Suddenly, a realisation seems to comes over Ray Bradstone. He stands there, processing this information for a few seconds, then he violently grabs Stanley and pulls him up out of his chair.

RAY BRADSTONE: “OH MY GOD. I SEE WHAT’S GOING ON.”

STANLEY: “Hey take it ea-”

RAY BRADSTONE: “I KNOW EXACTLY WHO YOU ARE.”

STANLEY: “Okay, yes, I’m seeing your gi-”

RAY BRADSTONE: “IT’S A PLEASURE TO MEET YOU. I’M RAY BRADSTONE. I LOVE YOUR WORK.”

STANLEY: “I… thanks? What wo-”

RAY BRADSTONE: “DO HOMER’S VOICE.”

STANLEY: “What? No. What? I’m trying to tell you that I’m dating Miss Miller.”

RAY BRADSTONE: “WHO?”


Eventually it is explained to Ray Bradstone that the love of his life has left him for Stanley. He is heartbroken. Devastated. His bus driving daughter tries to comfort him.

DAUGHTER: You wanna know what I think?
RAY BRADSTONE: NO.


Ray Bradstone goes to the place where he sits and thinks about the day. Behind the wheel of his daughter’s bus.

RAY BRADSTONE: MY HEART IS A SAD HEART.

DAUGHTER: Dad. We need you. We need you to chaperone.

RAY BRADSTONE: I SAW THE BEST LOVE OF MY GENERATION DESTROYED BY STANLEY. BALDING, HYSTERICAL, NAKED.

DAUGHTER: What.

RAY BRADSTONE: IT’S LIKE… IT’S LIKE I DON’T KNOW WHO I AM ANYMORE.

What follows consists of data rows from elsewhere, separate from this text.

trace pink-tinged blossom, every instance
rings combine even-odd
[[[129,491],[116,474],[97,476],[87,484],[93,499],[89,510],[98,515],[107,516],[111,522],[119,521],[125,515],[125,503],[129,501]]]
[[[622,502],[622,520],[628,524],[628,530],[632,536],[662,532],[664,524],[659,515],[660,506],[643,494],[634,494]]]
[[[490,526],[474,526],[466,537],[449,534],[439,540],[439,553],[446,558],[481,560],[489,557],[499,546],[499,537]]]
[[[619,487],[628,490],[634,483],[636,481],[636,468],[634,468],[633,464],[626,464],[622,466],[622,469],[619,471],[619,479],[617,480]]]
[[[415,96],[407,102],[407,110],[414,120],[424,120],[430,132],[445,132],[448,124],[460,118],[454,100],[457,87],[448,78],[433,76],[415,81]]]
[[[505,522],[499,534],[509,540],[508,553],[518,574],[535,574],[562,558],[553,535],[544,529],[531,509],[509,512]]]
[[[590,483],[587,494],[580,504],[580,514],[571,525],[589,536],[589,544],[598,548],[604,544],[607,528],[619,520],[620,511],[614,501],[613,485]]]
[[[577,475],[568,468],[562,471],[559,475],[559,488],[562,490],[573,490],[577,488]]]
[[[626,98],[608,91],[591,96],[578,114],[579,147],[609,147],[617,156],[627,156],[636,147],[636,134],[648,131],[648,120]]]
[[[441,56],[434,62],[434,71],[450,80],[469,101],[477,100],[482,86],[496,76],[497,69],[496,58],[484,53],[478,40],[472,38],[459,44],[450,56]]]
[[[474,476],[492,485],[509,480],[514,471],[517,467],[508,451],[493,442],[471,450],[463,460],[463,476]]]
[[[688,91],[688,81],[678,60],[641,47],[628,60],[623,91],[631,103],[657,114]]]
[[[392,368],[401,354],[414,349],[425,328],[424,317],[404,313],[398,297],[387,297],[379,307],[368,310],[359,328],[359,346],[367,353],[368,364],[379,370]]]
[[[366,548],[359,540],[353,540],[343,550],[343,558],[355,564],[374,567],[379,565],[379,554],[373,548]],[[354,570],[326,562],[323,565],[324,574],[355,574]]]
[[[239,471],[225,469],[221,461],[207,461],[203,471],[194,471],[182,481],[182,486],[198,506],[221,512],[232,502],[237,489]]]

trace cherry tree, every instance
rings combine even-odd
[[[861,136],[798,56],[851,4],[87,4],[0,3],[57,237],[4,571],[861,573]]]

DAUGHTER: You know who you are.

RAY BRADSTONE: TELL ME.

DAUGHTER: You’re Ray Bradstone.

RAY BRADSTONE: …YOU’RE RIGHT. I AM.

DAUGHTER: Who are you?

RAY BRADSTONE: I’M RAY BRADSTONE!

DAUGHTER: AND WHAT ARE YOU GONNA DO NOW?

RAY BRADSTONE: I’M RAY BRADSTONE!

DAUGHTER: …you’re gonna be a CHAPERONE, AM I RIGHT?

[Ray runs back and forth down the aisle of the bus]

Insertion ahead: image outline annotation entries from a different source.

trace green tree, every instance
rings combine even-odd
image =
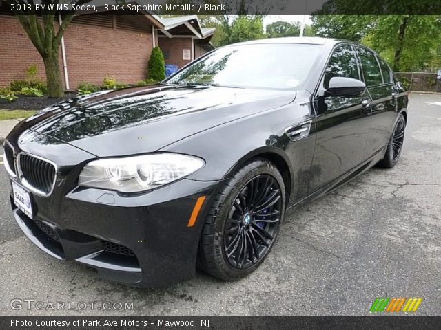
[[[396,71],[425,69],[439,56],[440,16],[385,15],[363,39],[389,62]]]
[[[261,39],[263,33],[263,17],[261,16],[239,16],[232,21],[228,34],[225,34],[223,45]]]
[[[156,81],[165,78],[165,62],[164,56],[159,47],[152,50],[152,55],[148,63],[148,77]]]
[[[76,0],[73,1],[77,6],[89,2],[90,0]],[[15,11],[17,18],[20,21],[28,36],[43,58],[46,73],[48,96],[50,98],[60,98],[64,96],[61,73],[59,62],[59,50],[61,38],[66,28],[75,14],[74,11],[62,18],[63,23],[58,25],[58,12],[57,5],[59,0],[44,0],[43,3],[53,4],[54,9],[46,10],[42,15],[42,19],[38,19],[34,8],[33,0],[6,0],[12,4],[30,4],[29,11]],[[28,7],[26,7],[28,8]]]
[[[313,15],[312,29],[318,36],[360,41],[372,28],[371,16]]]
[[[300,33],[300,25],[296,23],[278,21],[267,25],[267,36],[268,38],[280,38],[283,36],[298,36]]]
[[[380,54],[395,71],[435,65],[441,43],[441,17],[431,15],[317,15],[320,36],[360,41]]]

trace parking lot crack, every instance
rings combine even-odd
[[[310,243],[308,243],[308,242],[307,242],[307,241],[303,241],[303,240],[302,240],[302,239],[299,239],[298,237],[296,237],[295,236],[291,236],[291,238],[294,239],[296,241],[298,241],[299,242],[302,243],[303,244],[305,244],[305,245],[307,245],[308,248],[311,248],[311,249],[312,249],[312,250],[315,250],[316,251],[318,251],[318,252],[322,252],[322,253],[325,253],[325,254],[326,254],[331,255],[331,256],[334,256],[334,257],[335,257],[335,258],[338,258],[338,259],[345,260],[345,261],[349,261],[349,259],[348,259],[348,258],[343,258],[342,256],[338,256],[337,254],[334,254],[334,253],[332,253],[332,252],[329,252],[329,251],[326,251],[326,250],[325,250],[319,249],[318,248],[317,248],[317,247],[316,247],[316,246],[313,245],[312,245],[312,244],[311,244]]]

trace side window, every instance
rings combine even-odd
[[[378,62],[380,62],[381,72],[383,73],[383,80],[384,81],[384,83],[387,84],[389,82],[391,82],[391,69],[389,69],[389,65],[386,64],[386,62],[384,62],[382,58],[380,57],[377,57],[377,58],[378,58]]]
[[[357,47],[357,52],[365,76],[365,83],[367,86],[375,86],[383,83],[381,71],[374,54],[365,48]]]
[[[351,46],[344,45],[334,50],[325,70],[323,87],[325,89],[329,87],[332,77],[360,79],[357,60]]]

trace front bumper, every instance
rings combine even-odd
[[[57,206],[56,218],[48,217],[50,199],[32,195],[33,219],[10,199],[16,221],[46,253],[91,266],[109,280],[158,287],[194,276],[203,219],[216,186],[183,179],[135,197],[76,188]],[[201,195],[207,198],[198,220],[188,227]]]
[[[134,286],[167,285],[194,275],[203,219],[218,182],[183,179],[136,195],[85,188],[78,186],[78,177],[85,164],[96,159],[94,155],[20,126],[6,140],[14,151],[12,165],[20,152],[37,153],[57,165],[49,196],[25,188],[32,219],[17,209],[10,195],[17,223],[41,250]],[[23,186],[19,175],[10,176]],[[188,227],[202,195],[206,197],[197,220]]]

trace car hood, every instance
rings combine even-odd
[[[135,155],[288,104],[295,96],[219,87],[132,87],[64,101],[19,124],[98,157]]]

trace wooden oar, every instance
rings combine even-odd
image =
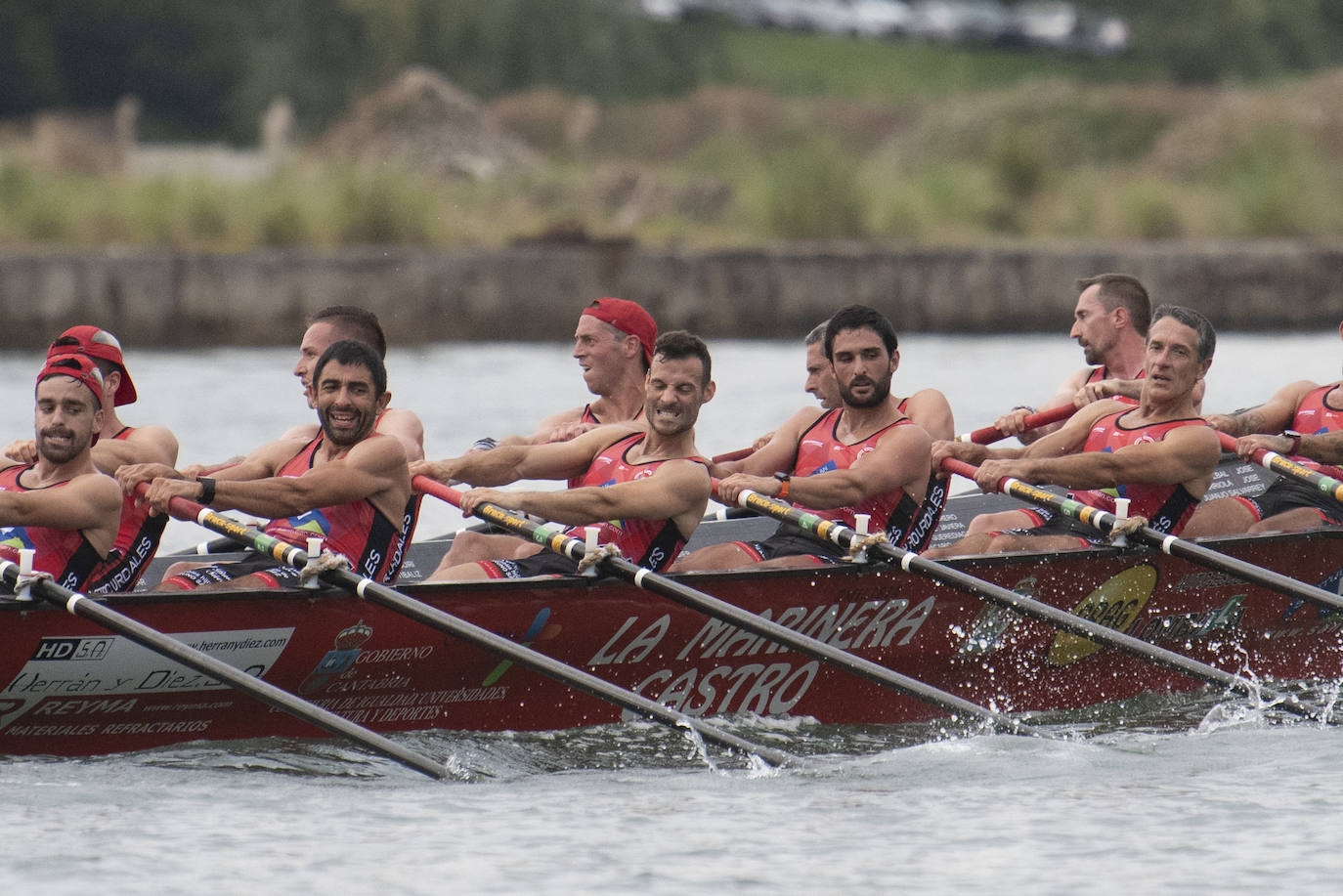
[[[958,473],[967,478],[975,478],[975,472],[979,469],[972,463],[964,461],[958,461],[955,458],[944,458],[941,462],[941,469],[948,473]],[[1049,508],[1056,513],[1062,513],[1064,516],[1072,517],[1084,525],[1089,525],[1093,529],[1101,532],[1103,535],[1109,535],[1115,525],[1119,523],[1119,517],[1108,510],[1100,510],[1097,508],[1082,504],[1073,498],[1065,498],[1045,489],[1037,488],[1015,480],[1010,476],[1005,476],[998,482],[998,490],[1003,494],[1010,494],[1014,498],[1019,498],[1029,504],[1037,504],[1044,508]],[[1305,584],[1304,582],[1297,582],[1281,572],[1275,572],[1273,570],[1265,570],[1264,567],[1254,566],[1253,563],[1246,563],[1245,560],[1238,560],[1236,557],[1228,556],[1213,551],[1211,548],[1205,548],[1201,544],[1187,541],[1185,539],[1168,535],[1166,532],[1158,532],[1150,525],[1140,527],[1132,532],[1132,535],[1140,541],[1159,548],[1163,553],[1171,556],[1185,557],[1186,560],[1193,560],[1219,572],[1226,572],[1237,579],[1250,582],[1253,584],[1262,586],[1277,591],[1279,594],[1285,594],[1292,598],[1299,598],[1309,603],[1319,604],[1322,607],[1330,607],[1332,610],[1343,610],[1343,598],[1336,594],[1326,591],[1324,588],[1317,588],[1313,584]]]
[[[432,494],[434,497],[442,498],[449,504],[461,506],[462,493],[457,489],[435,482],[424,476],[416,476],[411,482],[416,489],[426,494]],[[536,523],[524,519],[521,514],[505,510],[496,504],[481,504],[475,509],[475,516],[482,520],[489,520],[494,525],[509,529],[510,532],[516,532],[525,539],[530,539],[532,541],[536,541],[537,544],[573,560],[583,559],[583,555],[587,552],[587,545],[584,545],[583,541],[564,535],[563,532],[555,532],[553,529],[537,525]],[[870,660],[839,650],[838,647],[834,647],[823,641],[818,641],[817,638],[799,634],[792,629],[779,625],[778,622],[748,613],[733,603],[720,600],[719,598],[697,591],[686,584],[674,582],[663,575],[658,575],[657,572],[631,563],[619,555],[604,556],[600,560],[600,566],[607,572],[626,579],[627,582],[633,582],[646,591],[662,595],[663,598],[670,598],[672,600],[690,607],[692,610],[698,610],[705,615],[728,622],[739,629],[751,631],[752,634],[757,634],[761,638],[774,641],[775,643],[783,645],[790,650],[829,662],[830,665],[850,672],[861,678],[878,684],[884,688],[898,690],[900,693],[917,700],[923,700],[924,703],[935,705],[940,709],[983,719],[1003,731],[1014,733],[1030,733],[1037,736],[1042,733],[1010,716],[1005,716],[1003,713],[994,712],[987,707],[980,707],[979,704],[963,700],[952,693],[947,693],[945,690],[924,684],[917,678],[911,678],[909,676],[888,669],[877,662],[872,662]]]
[[[748,510],[759,513],[760,516],[768,516],[784,523],[791,523],[807,535],[815,537],[818,541],[833,543],[845,551],[850,549],[854,541],[862,537],[842,523],[822,519],[807,510],[799,510],[787,501],[780,501],[779,498],[768,497],[760,494],[759,492],[752,492],[751,489],[741,490],[741,494],[737,496],[737,504]],[[1084,619],[1073,613],[1068,613],[1066,610],[1053,607],[1042,600],[1029,598],[1023,594],[1017,594],[1015,591],[994,584],[992,582],[986,582],[970,575],[968,572],[962,572],[955,567],[919,556],[913,551],[898,548],[889,541],[874,541],[868,545],[866,549],[876,551],[877,553],[898,562],[900,567],[907,572],[912,571],[925,575],[933,582],[940,582],[960,591],[966,591],[967,594],[974,594],[990,603],[1009,607],[1023,617],[1035,619],[1037,622],[1044,622],[1045,625],[1058,629],[1060,631],[1088,638],[1108,647],[1113,647],[1115,650],[1120,650],[1140,660],[1147,660],[1167,669],[1172,669],[1174,672],[1190,676],[1198,681],[1219,685],[1256,700],[1262,696],[1281,700],[1283,705],[1292,712],[1311,716],[1316,715],[1315,712],[1300,708],[1295,696],[1275,695],[1262,685],[1257,685],[1246,678],[1223,672],[1215,666],[1210,666],[1206,662],[1199,662],[1198,660],[1178,654],[1172,650],[1167,650],[1166,647],[1159,647],[1154,643],[1148,643],[1147,641],[1140,641],[1132,635],[1116,631],[1115,629],[1092,622],[1091,619]]]
[[[13,587],[19,582],[19,566],[9,560],[0,560],[0,576],[3,576],[11,587]],[[322,709],[321,707],[297,697],[287,690],[277,688],[269,681],[254,678],[252,676],[228,665],[223,660],[216,660],[208,653],[203,653],[183,643],[181,641],[177,641],[172,635],[167,635],[144,623],[136,622],[130,617],[117,613],[98,600],[56,584],[51,579],[34,580],[31,592],[34,596],[42,598],[47,603],[64,609],[71,615],[89,619],[90,622],[94,622],[114,634],[120,634],[142,647],[148,647],[149,650],[172,660],[173,662],[180,662],[188,669],[193,669],[195,672],[210,676],[211,678],[218,678],[230,688],[234,688],[248,697],[255,697],[267,707],[279,709],[281,712],[287,712],[295,719],[301,719],[302,721],[306,721],[316,728],[321,728],[328,733],[348,737],[355,743],[367,747],[372,752],[387,756],[388,759],[395,759],[403,766],[426,774],[430,778],[442,779],[447,776],[447,767],[445,763],[434,762],[432,759],[422,756],[412,750],[407,750],[406,747],[402,747],[400,744],[393,743],[387,737],[364,728],[363,725],[355,724],[349,719],[337,716],[334,712]]]
[[[1236,451],[1236,439],[1230,435],[1226,433],[1218,433],[1217,438],[1221,439],[1223,450]],[[1319,490],[1319,493],[1326,497],[1331,497],[1335,501],[1343,501],[1343,482],[1331,476],[1324,476],[1319,470],[1303,466],[1292,458],[1279,454],[1277,451],[1257,449],[1253,454],[1250,454],[1250,461],[1258,463],[1265,470],[1272,470],[1273,473],[1281,473],[1292,477],[1293,480],[1300,480],[1301,482],[1305,482],[1311,488]]]
[[[1057,423],[1058,420],[1066,420],[1076,412],[1077,407],[1074,404],[1060,404],[1058,407],[1050,407],[1037,414],[1027,414],[1026,419],[1022,420],[1022,426],[1027,430],[1033,430],[1037,426],[1049,426],[1050,423]],[[982,430],[958,435],[956,441],[974,442],[975,445],[992,445],[994,442],[1005,438],[1007,438],[1007,434],[997,426],[986,426]]]
[[[141,492],[144,492],[142,485]],[[281,541],[279,539],[271,537],[255,528],[243,525],[236,520],[215,513],[210,508],[201,506],[195,501],[175,497],[169,502],[169,509],[172,510],[172,514],[180,520],[193,520],[208,529],[232,539],[238,544],[271,556],[286,566],[291,566],[298,570],[308,566],[309,556],[305,551]],[[733,733],[720,731],[701,719],[677,712],[676,709],[663,707],[654,700],[649,700],[643,695],[614,685],[604,678],[598,678],[583,669],[576,669],[575,666],[560,662],[559,660],[552,660],[544,653],[525,647],[516,641],[509,641],[508,638],[497,635],[488,629],[481,629],[479,626],[466,622],[465,619],[459,619],[439,610],[438,607],[432,607],[423,600],[416,600],[396,588],[391,588],[379,582],[373,582],[369,578],[356,575],[349,570],[328,570],[320,574],[320,578],[328,584],[348,588],[365,600],[371,600],[400,613],[402,615],[415,619],[416,622],[420,622],[431,629],[450,634],[454,638],[461,638],[467,643],[501,654],[520,666],[539,672],[549,678],[568,685],[569,688],[573,688],[575,690],[582,690],[583,693],[598,697],[599,700],[606,700],[607,703],[615,704],[622,709],[629,709],[630,712],[638,713],[646,719],[662,721],[673,728],[690,728],[710,743],[727,747],[728,750],[737,750],[743,754],[753,754],[772,766],[782,766],[792,759],[786,752],[772,750],[770,747],[761,747],[743,737],[737,737]]]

RAY BRADSTONE: I’M RAY BRADSTONE! I’M RAY BRADSTONE! RAY BRADSTONE!


BEHIND THE SCENES:
The star of the film relaxes on set with his lady wife.


CHAPERONE DELETED SCENE:


Note from RD: Hey, I was right – this movie is horrible.

That deleted scene looks mighty awesome, though.